By using expression QTL analysis, we show that two genes in one region, HAO1 and BMP2, are controlling multiple aspects of the domestication phenotype, from a sexual ornament to multiple life history traits.
This demonstrates the importance of pleiotropy (or extremely close linkage) in controlling these genetic changes.
A nice elegant solution. Strong bout of selection, and a response on two genes, which also generates a lot of side effect phenotypes. This section in particular intrigued me:
... These results show that the pleiotropic core of domestication ‘modules’ (regions of the genome controlling multiple aspects of the domestication phenotype...contain both alleles with pleiotropic effect and extremely close linkage between QTL. Such a pattern of linkage and domestication modules are also seen in domesticated plants...indicating such a system of loose and tight linkage is responsible for the domestication phenotype in a diverse range of taxa.
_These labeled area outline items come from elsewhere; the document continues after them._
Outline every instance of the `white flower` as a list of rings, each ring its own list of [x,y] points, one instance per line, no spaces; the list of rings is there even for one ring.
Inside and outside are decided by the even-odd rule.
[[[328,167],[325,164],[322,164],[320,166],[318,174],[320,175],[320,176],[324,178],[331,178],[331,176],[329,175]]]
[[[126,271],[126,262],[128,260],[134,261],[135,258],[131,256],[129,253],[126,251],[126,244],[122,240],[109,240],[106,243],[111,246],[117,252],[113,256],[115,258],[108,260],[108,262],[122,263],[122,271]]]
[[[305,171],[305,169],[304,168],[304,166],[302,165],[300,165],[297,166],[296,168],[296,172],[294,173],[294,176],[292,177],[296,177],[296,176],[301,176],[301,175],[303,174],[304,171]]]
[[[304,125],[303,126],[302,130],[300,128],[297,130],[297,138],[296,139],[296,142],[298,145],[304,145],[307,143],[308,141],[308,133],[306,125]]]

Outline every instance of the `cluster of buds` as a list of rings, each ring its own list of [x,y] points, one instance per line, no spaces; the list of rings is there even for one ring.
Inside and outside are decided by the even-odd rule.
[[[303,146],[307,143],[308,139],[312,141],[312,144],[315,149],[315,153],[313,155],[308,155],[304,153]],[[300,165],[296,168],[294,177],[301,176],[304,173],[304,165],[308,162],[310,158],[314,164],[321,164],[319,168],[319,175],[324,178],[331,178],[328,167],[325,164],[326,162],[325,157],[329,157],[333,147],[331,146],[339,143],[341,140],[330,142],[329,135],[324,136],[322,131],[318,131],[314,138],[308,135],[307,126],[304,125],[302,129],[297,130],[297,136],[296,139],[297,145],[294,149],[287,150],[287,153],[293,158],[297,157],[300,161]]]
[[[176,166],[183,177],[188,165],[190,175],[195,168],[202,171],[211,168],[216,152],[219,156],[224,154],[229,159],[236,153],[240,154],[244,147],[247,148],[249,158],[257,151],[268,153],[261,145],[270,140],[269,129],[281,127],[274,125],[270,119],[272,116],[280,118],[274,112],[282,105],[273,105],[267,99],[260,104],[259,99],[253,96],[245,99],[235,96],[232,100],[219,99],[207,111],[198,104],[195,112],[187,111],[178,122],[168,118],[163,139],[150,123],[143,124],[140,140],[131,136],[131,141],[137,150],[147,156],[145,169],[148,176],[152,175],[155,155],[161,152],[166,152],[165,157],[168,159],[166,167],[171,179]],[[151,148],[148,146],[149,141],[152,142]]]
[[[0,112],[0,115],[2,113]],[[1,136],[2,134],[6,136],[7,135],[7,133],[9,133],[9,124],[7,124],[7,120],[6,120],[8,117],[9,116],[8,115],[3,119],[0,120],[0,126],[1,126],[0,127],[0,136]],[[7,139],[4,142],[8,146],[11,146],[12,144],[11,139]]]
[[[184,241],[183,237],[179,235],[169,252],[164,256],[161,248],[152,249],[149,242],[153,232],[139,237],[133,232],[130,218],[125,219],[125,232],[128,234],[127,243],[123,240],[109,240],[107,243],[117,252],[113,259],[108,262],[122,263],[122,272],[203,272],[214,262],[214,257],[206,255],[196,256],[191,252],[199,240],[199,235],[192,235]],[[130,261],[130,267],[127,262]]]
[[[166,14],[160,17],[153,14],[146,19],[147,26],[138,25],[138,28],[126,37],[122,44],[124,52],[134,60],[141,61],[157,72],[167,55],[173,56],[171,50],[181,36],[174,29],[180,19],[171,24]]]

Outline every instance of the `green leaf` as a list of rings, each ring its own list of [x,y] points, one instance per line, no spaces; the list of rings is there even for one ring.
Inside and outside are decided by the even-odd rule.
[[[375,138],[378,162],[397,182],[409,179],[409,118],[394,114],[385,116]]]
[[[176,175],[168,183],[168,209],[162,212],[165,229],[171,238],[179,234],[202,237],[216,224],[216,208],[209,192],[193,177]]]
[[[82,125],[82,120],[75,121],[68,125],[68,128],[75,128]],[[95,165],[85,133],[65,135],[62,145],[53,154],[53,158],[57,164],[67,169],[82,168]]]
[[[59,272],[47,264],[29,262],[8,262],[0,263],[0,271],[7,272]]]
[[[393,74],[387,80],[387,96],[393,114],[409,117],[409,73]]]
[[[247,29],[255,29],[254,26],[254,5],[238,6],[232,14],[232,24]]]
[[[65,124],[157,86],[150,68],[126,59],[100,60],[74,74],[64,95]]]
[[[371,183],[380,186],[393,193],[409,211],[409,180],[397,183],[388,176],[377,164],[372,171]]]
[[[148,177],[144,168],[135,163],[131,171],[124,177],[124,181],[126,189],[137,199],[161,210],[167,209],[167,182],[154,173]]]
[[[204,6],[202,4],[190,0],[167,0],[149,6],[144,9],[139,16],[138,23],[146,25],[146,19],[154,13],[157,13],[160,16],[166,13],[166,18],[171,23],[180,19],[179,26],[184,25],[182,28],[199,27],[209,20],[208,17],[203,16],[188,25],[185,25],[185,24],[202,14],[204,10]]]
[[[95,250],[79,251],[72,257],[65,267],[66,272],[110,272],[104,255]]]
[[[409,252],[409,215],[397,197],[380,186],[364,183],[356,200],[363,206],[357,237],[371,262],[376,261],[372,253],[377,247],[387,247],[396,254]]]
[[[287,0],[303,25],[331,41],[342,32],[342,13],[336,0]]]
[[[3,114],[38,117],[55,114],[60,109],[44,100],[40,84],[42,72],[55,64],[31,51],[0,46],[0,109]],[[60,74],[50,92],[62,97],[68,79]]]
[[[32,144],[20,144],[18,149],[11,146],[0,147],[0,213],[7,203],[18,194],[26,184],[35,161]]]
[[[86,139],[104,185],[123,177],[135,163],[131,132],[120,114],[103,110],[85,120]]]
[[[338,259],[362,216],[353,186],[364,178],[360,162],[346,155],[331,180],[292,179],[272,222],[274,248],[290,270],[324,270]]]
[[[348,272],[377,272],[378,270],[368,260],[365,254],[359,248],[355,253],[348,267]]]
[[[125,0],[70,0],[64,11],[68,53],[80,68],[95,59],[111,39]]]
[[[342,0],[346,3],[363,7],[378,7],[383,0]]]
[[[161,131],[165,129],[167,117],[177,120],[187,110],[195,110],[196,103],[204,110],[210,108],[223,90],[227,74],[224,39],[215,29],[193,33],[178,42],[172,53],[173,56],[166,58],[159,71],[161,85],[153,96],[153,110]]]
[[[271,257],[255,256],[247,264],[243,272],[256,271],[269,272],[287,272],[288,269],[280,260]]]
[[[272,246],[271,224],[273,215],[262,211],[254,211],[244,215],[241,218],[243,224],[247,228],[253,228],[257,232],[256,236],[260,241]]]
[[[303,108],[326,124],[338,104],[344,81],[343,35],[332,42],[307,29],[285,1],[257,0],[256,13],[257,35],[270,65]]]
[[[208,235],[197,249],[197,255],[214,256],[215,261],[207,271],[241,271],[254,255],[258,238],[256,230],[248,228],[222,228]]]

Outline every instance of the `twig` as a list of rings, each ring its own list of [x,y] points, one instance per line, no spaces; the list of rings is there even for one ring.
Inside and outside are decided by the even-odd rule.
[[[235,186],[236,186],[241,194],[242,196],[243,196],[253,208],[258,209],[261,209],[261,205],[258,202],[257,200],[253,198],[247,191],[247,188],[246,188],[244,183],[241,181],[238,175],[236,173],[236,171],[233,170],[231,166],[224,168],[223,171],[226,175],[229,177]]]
I found the second paper via Haldane's Sieve, Genealogies of rapidly adapting populations:
The genetic diversity of a species is shaped by its recent evolutionary history and can be used to infer demographic events or selective sweeps. Most inference methods are based on the null hypothesis that natural selection is a weak evolutionary force. However, many species, particularly pathogens, are under continuous pressure to adapt in response to changing environments. A statistical framework for inference from diversity data of such populations is currently lacking. Toward this goal, we explore the properties of genealogies that emerge from models of continual adaptation. We show that lineages trace back to a small pool of highly fit ancestors, in which simultaneous coalescence of more than two lineages frequently occurs. While such multiple mergers are unlikely under the neutral coalescent, they create a unique genetic footprint in adapting populations. The site frequency spectrum of derived neutral alleles, for example, is non-monotonic and has a peak at high frequencies, whereas Tajima's D becomes more and more negative with increasing sample size. Since multiple merger coalescents emerge in various evolutionary scenarios characterized by sustained selection pressures,
we argue that they should be considered as null-models for adapting populations.
One of the authors comments at Haldane's Sieve:
Why should we care? We often want to learn about past dynamics from snapshots of populations (sequence samples). To this end, we compare the diversity patterns in the sample to model predictions and infer model parameters. If we use an inappropriate model, we get meaningless answers. Furthermore, some events that are very unlikely under Kingman’s coalescent are quite common when multiple mergers are allowed. Consider for example a lone haplotype in a large sample that connects to the root of the tree. This is very unlikely in neutral coalescent models and one might take it as evidence for immigration from a diverged population. If multiple mergers dominate coalescence, this does not come as a surprise. Similarly, an excess of singletons is not necessarily evidence for expanding populations or deleterious mutations but might be due to draft. I wonder whether more potential pitfalls of this sort exist.
There's still a lot we don't know. That's good, and it's bad.